The Boston Globe has a summary of recent psychological research indicating that some metaphors are so fundamental that our minds conflate their literal and metaphorical senses, such that manipulating the one can influence how people think about the other.
Researchers have sought to determine whether the temperature of an object in someone’s hands determines how “warm” or “cold” he considers a person he meets, whether the heft of a held object affects how “weighty” people consider topics they are presented with, or whether people think of the powerful as physically more elevated than the less powerful. What they have found is that, in fact, we do.
The article discusses the following metaphors:
- Warm/cold: People holding a cup of hot coffee rate a person as happier and friendlier than those holding a cup of iced coffee. When people recall an episode of social ostracism, the room feels physically colder to them,
- Weighty/light: People answer questions more carefully (as if judging them to be weightier) when writing on a heavier clipboard.

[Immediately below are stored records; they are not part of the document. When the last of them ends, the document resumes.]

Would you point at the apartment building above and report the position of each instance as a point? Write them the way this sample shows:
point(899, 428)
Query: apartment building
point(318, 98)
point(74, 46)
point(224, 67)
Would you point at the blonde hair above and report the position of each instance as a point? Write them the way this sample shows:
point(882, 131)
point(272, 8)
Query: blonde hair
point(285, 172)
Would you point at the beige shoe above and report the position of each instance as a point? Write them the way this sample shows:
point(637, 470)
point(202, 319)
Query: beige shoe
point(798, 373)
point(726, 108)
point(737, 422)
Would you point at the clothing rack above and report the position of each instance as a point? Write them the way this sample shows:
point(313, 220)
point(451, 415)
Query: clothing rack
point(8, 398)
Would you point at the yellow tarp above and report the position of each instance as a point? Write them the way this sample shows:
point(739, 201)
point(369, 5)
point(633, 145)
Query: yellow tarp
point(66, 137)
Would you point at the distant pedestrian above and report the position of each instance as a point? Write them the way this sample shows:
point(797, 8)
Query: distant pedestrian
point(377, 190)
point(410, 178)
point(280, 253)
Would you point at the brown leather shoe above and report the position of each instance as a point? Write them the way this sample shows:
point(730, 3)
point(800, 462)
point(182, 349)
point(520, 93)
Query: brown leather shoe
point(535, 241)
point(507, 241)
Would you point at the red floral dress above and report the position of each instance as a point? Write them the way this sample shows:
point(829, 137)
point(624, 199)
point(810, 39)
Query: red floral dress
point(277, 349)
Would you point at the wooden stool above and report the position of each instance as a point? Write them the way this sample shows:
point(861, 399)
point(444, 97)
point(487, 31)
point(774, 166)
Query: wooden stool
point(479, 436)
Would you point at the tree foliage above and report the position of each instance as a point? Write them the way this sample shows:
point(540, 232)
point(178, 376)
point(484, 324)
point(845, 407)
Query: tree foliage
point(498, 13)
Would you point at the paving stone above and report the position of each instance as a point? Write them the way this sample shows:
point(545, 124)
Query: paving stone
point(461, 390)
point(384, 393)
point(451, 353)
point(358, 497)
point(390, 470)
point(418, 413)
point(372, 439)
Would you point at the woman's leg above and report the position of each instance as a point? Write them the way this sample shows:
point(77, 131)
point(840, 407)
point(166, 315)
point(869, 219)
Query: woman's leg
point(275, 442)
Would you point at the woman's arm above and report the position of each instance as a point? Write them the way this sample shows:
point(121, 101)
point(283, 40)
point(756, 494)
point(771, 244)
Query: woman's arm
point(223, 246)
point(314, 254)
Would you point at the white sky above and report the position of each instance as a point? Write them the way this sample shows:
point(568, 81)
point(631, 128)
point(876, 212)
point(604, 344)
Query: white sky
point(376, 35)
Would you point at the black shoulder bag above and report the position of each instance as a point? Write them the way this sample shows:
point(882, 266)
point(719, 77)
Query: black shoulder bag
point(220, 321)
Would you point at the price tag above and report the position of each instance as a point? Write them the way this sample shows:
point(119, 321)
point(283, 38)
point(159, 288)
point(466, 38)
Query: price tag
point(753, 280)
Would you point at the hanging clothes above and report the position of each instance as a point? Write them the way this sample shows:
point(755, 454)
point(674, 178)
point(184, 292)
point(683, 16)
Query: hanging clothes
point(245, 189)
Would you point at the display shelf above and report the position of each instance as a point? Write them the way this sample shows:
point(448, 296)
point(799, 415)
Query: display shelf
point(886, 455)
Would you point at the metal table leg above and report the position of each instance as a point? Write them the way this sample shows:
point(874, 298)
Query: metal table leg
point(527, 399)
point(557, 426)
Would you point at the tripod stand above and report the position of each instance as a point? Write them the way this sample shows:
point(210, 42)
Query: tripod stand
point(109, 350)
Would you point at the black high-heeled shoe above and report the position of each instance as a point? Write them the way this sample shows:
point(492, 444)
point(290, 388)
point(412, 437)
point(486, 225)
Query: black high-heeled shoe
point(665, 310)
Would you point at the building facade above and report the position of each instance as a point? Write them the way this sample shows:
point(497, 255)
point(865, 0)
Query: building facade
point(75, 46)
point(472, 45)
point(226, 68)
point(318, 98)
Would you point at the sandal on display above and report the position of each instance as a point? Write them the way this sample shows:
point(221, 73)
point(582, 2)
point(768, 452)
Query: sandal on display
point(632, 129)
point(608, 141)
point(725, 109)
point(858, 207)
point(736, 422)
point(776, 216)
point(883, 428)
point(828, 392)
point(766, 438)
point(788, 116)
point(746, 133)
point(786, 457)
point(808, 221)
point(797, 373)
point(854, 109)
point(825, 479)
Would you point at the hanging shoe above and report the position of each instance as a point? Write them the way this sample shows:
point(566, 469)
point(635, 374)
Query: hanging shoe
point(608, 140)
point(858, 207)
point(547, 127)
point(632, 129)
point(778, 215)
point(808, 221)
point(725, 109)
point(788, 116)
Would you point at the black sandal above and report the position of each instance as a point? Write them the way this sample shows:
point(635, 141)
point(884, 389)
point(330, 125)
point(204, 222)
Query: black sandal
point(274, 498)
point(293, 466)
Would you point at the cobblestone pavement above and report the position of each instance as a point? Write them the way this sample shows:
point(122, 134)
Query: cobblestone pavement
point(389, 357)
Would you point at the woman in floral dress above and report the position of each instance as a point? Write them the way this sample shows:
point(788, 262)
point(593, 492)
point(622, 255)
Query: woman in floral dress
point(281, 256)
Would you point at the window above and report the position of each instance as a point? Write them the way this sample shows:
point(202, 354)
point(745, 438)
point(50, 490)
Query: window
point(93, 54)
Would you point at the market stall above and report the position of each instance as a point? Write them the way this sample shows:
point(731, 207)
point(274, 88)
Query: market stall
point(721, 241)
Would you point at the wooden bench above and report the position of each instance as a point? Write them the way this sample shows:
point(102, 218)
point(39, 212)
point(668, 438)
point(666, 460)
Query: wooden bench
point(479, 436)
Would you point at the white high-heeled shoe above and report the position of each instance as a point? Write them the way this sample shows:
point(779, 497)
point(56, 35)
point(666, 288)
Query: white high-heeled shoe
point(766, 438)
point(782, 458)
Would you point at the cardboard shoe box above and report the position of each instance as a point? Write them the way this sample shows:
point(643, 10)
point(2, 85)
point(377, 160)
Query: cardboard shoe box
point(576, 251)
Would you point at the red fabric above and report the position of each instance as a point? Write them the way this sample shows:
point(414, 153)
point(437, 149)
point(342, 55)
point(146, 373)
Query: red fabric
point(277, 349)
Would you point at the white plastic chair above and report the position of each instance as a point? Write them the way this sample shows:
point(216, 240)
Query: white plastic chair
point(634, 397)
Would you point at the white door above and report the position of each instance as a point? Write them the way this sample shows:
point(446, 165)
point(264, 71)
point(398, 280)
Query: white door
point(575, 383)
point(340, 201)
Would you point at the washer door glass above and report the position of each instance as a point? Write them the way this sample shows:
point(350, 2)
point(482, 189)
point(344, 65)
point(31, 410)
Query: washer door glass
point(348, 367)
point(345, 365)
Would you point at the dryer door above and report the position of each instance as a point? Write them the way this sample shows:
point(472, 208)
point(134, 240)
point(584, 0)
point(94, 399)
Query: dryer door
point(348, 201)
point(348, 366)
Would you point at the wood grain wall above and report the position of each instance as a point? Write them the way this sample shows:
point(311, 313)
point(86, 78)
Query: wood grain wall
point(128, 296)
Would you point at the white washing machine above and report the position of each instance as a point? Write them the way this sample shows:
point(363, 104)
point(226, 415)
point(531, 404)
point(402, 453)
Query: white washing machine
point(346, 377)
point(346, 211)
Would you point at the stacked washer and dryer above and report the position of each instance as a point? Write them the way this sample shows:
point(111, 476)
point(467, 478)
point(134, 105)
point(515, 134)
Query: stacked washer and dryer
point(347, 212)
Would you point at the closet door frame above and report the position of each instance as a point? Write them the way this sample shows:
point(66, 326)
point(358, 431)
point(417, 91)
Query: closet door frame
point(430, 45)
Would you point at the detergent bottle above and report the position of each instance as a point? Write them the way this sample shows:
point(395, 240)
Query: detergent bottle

- High/low: People unconsciously look up when they think about power. People who tell a story while moving marbles to a higher position tell happier stories than those who are moving them to a lower position.

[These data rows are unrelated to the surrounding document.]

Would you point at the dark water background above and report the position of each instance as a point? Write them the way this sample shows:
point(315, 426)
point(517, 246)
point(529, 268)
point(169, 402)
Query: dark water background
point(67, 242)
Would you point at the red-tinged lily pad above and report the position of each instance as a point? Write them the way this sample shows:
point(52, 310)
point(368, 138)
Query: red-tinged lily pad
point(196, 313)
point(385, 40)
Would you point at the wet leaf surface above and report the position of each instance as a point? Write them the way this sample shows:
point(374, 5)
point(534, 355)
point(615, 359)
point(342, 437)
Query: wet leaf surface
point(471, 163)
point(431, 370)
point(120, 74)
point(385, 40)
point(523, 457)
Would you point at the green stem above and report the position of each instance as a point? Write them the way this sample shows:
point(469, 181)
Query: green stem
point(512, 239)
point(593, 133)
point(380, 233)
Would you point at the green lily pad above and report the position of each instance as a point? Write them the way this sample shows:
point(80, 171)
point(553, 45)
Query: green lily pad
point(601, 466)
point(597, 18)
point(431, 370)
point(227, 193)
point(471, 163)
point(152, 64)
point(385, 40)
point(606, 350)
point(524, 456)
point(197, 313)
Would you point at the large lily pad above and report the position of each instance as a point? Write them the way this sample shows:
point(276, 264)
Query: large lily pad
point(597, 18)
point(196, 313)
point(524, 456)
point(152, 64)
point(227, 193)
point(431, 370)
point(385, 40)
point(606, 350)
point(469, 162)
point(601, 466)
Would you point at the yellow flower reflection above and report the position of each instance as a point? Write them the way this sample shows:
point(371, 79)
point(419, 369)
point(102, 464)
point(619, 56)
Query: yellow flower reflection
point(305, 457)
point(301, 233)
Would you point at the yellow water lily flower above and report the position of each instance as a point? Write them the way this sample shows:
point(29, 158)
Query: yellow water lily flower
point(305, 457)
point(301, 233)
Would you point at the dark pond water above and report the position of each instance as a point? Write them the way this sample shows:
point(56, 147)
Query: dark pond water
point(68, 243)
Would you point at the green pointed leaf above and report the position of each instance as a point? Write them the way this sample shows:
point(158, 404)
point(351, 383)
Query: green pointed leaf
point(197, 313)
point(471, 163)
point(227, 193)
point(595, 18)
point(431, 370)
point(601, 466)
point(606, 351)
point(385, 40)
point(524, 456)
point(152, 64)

- Rough/smooth: Handling sandpaper makes people less likely to think a social situation went smoothly.
- Clean/dirty: Guilt makes people feel physically dirty. Washing their hands makes them feel less guilty.

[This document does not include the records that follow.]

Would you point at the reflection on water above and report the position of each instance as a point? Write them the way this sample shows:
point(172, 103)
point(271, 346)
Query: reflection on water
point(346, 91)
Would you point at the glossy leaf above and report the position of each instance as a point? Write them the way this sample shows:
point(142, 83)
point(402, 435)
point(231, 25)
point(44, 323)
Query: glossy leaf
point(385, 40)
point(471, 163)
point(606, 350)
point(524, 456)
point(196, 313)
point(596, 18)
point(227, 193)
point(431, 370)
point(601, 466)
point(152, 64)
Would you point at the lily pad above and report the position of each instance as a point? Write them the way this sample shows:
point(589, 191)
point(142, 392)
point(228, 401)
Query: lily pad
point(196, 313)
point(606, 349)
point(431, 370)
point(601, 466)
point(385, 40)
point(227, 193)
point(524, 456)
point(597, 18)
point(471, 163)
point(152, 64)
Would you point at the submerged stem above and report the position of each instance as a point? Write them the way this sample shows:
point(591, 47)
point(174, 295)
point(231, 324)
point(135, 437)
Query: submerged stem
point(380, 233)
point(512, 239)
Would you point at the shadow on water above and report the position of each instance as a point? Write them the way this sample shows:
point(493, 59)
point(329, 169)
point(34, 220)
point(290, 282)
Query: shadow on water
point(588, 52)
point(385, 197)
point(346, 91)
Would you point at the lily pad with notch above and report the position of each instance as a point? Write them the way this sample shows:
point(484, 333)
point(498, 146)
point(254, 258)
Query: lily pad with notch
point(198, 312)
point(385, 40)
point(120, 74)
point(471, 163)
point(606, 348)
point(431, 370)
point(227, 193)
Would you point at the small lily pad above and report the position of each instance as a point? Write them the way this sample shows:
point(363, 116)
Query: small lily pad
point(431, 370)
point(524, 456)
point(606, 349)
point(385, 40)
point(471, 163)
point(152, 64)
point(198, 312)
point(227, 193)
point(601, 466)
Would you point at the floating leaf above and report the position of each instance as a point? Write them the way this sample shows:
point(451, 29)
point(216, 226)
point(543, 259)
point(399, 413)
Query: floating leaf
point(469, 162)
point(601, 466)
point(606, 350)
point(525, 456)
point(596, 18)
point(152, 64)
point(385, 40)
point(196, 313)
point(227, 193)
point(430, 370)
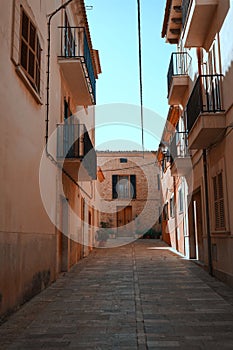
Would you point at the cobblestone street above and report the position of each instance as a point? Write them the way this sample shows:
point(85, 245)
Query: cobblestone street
point(139, 296)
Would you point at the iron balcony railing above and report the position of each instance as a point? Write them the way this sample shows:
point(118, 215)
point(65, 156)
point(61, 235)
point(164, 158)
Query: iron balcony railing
point(179, 65)
point(73, 142)
point(74, 45)
point(179, 146)
point(185, 7)
point(206, 97)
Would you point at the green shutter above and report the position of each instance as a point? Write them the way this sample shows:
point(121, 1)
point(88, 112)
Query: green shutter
point(133, 186)
point(114, 183)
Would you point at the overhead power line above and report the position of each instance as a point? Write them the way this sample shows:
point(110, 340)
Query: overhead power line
point(140, 73)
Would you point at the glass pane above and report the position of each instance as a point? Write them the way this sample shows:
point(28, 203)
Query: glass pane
point(31, 64)
point(123, 187)
point(25, 26)
point(24, 52)
point(38, 50)
point(32, 36)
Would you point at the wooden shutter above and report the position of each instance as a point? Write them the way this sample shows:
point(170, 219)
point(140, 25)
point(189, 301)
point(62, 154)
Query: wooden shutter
point(133, 194)
point(114, 183)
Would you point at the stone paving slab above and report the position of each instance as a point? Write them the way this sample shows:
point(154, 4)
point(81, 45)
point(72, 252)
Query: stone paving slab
point(139, 296)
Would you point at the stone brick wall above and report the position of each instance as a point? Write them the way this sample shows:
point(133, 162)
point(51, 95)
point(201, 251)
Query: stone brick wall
point(145, 207)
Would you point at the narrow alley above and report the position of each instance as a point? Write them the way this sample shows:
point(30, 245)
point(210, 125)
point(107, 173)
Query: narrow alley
point(138, 296)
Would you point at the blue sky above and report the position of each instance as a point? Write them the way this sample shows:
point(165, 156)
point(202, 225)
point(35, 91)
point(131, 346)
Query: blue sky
point(113, 27)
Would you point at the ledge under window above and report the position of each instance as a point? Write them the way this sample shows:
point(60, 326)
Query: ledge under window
point(27, 83)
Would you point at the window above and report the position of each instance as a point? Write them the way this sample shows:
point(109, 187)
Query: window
point(69, 42)
point(30, 51)
point(124, 186)
point(158, 181)
point(219, 209)
point(172, 206)
point(160, 216)
point(165, 212)
point(181, 202)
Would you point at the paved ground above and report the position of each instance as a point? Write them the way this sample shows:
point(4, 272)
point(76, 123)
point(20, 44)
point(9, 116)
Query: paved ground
point(140, 296)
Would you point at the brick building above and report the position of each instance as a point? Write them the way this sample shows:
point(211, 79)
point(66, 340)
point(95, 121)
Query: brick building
point(129, 194)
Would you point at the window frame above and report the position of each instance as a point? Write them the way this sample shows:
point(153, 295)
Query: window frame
point(219, 203)
point(131, 181)
point(172, 206)
point(35, 80)
point(180, 199)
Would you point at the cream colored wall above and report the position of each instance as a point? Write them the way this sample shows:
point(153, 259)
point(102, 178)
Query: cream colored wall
point(29, 241)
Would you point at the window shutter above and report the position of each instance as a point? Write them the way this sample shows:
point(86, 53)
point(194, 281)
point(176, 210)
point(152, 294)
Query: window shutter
point(133, 186)
point(114, 183)
point(219, 209)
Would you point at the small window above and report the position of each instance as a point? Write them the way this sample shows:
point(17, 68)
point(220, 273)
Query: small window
point(219, 209)
point(69, 42)
point(181, 200)
point(158, 182)
point(172, 206)
point(165, 212)
point(160, 216)
point(124, 186)
point(30, 52)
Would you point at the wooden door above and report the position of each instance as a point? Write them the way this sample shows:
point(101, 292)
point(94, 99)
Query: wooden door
point(124, 217)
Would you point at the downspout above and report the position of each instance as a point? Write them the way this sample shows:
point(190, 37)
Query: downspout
point(48, 154)
point(48, 76)
point(210, 264)
point(205, 170)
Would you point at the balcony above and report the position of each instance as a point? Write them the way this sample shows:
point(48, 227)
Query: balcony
point(178, 78)
point(205, 115)
point(180, 158)
point(77, 65)
point(76, 152)
point(202, 20)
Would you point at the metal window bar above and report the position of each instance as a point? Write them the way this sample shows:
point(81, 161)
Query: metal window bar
point(74, 45)
point(206, 97)
point(179, 65)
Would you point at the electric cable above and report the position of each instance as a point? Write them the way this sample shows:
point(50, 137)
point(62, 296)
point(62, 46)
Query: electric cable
point(140, 73)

- Hard/soft: Sitting on a hard chair makes people think of tasks as harder.
One fundamental metaphor that the article doesn’t mention is the use of “high” and “low” to describe the frequency of sounds — a metaphor that is used in every language and culture with which I am familiar. It seems a strange one to me, given the general rule that large objects produce “lower” sounds than small ones. What makes it natural for us to think of the voice of a grown man or a buffalo as “low” and that of a child or a mouse as “high”? The only explanation I can think of is that you lower something in your throat in order to speak or sing in a “low” voice and raise it for a “high” one.
In any case, the acoustic sense of “high” doesn’t seem to mesh well with the other metaphorical meanings of that word. We may unconsciously look upwards when we think of power, but we certainly don’t associate power with a high-pitched voice. And the expectation that the Most High God have a most deep voice is so automatic that giving him a high-pitched one (as in this video) seems blasphemous. It seems that we expect everything about God to be high (“God is in heaven and thou art on earth”) except his voice.
So why is it that we so universally describe acoustic pitch in terms that clash with our other habitual metaphors? “High,” like “white” (as so exhaustively detailed by Melville), seems to be a concept in conflict with itself.